One of the first accounts of the troublesome nature of learning outcomes is given in Plato’s Meno.
Plato used a series dramatically constructed dialogues as vignettes to illustrate philosophical points he wished to make. In the Meno Plato describes a conversation between Socrates, Meno (hence the title), a slave boy and Anytus.
Meno puts the following problem to Socrates:
“Can you tell me, Socrates, can virtue be taught? Or is it not teachable but the result of practice, or is it neither of these, but men possess it by nature or in some other way?”
Socrates and Meno proceed by agreeing that whereas they would recognise instances of virtue, as actions or as a quality in a person, it is difficult to know the essence of what it means to be virtuous.

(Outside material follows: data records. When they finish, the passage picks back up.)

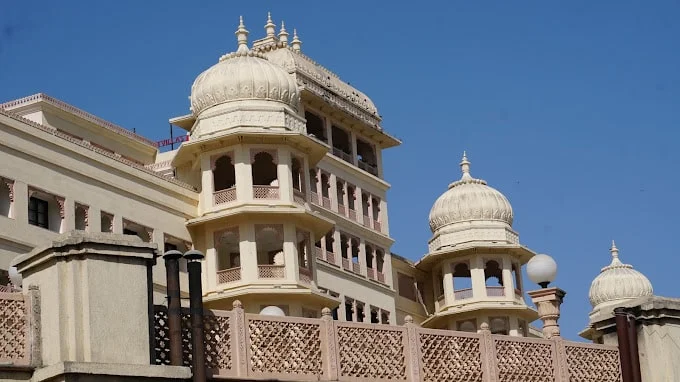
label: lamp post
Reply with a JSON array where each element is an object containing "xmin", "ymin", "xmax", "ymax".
[
  {"xmin": 184, "ymin": 249, "xmax": 206, "ymax": 382},
  {"xmin": 163, "ymin": 250, "xmax": 182, "ymax": 366},
  {"xmin": 527, "ymin": 255, "xmax": 566, "ymax": 339}
]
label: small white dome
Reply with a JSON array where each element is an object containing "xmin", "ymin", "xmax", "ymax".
[
  {"xmin": 189, "ymin": 20, "xmax": 300, "ymax": 116},
  {"xmin": 430, "ymin": 154, "xmax": 513, "ymax": 233},
  {"xmin": 588, "ymin": 241, "xmax": 654, "ymax": 308}
]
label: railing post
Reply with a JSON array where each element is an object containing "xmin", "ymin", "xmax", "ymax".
[
  {"xmin": 26, "ymin": 284, "xmax": 42, "ymax": 368},
  {"xmin": 321, "ymin": 308, "xmax": 338, "ymax": 381},
  {"xmin": 479, "ymin": 322, "xmax": 498, "ymax": 382},
  {"xmin": 553, "ymin": 336, "xmax": 569, "ymax": 382},
  {"xmin": 404, "ymin": 316, "xmax": 422, "ymax": 382},
  {"xmin": 231, "ymin": 300, "xmax": 248, "ymax": 377}
]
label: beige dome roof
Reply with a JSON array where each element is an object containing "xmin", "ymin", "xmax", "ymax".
[
  {"xmin": 588, "ymin": 241, "xmax": 654, "ymax": 308},
  {"xmin": 190, "ymin": 17, "xmax": 300, "ymax": 115},
  {"xmin": 430, "ymin": 154, "xmax": 513, "ymax": 233}
]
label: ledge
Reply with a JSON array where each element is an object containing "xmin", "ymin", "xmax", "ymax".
[{"xmin": 32, "ymin": 362, "xmax": 191, "ymax": 382}]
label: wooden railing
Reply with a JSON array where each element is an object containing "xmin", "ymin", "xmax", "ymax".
[
  {"xmin": 217, "ymin": 267, "xmax": 241, "ymax": 284},
  {"xmin": 253, "ymin": 186, "xmax": 279, "ymax": 199},
  {"xmin": 213, "ymin": 187, "xmax": 236, "ymax": 205},
  {"xmin": 153, "ymin": 301, "xmax": 621, "ymax": 382},
  {"xmin": 257, "ymin": 265, "xmax": 286, "ymax": 279}
]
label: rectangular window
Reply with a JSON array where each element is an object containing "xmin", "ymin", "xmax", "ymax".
[
  {"xmin": 397, "ymin": 273, "xmax": 417, "ymax": 301},
  {"xmin": 28, "ymin": 197, "xmax": 49, "ymax": 229}
]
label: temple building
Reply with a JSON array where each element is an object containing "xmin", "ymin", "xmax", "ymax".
[{"xmin": 0, "ymin": 11, "xmax": 680, "ymax": 382}]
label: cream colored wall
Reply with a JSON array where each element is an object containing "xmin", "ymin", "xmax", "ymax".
[
  {"xmin": 316, "ymin": 262, "xmax": 396, "ymax": 324},
  {"xmin": 0, "ymin": 115, "xmax": 198, "ymax": 296}
]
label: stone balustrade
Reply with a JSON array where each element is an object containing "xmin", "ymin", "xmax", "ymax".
[{"xmin": 154, "ymin": 301, "xmax": 621, "ymax": 382}]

So herein lies Meno’s paradox how can we recognise examples of virtuous behaviour while not knowing the entirety, or the common form, of the concept. In other words, how can look for something (a form of knowledge) when we don’t know what it is?
The important point is that Meno’s initial question on how we learn virtue inevitably draws us toward a conceptual examination of the meaning of virtue itself.
In the end the pair fail to resolve the mater and later in the dialogue Plato (through Socrates) goes on to provide a theory of knowledge based on pre-existing memory and the use of questioning as a means of recollecting what was there in the first place.
Socrates uses a series of questions to elicit a mathematical proof from the slave boy as a means of illustrating his point.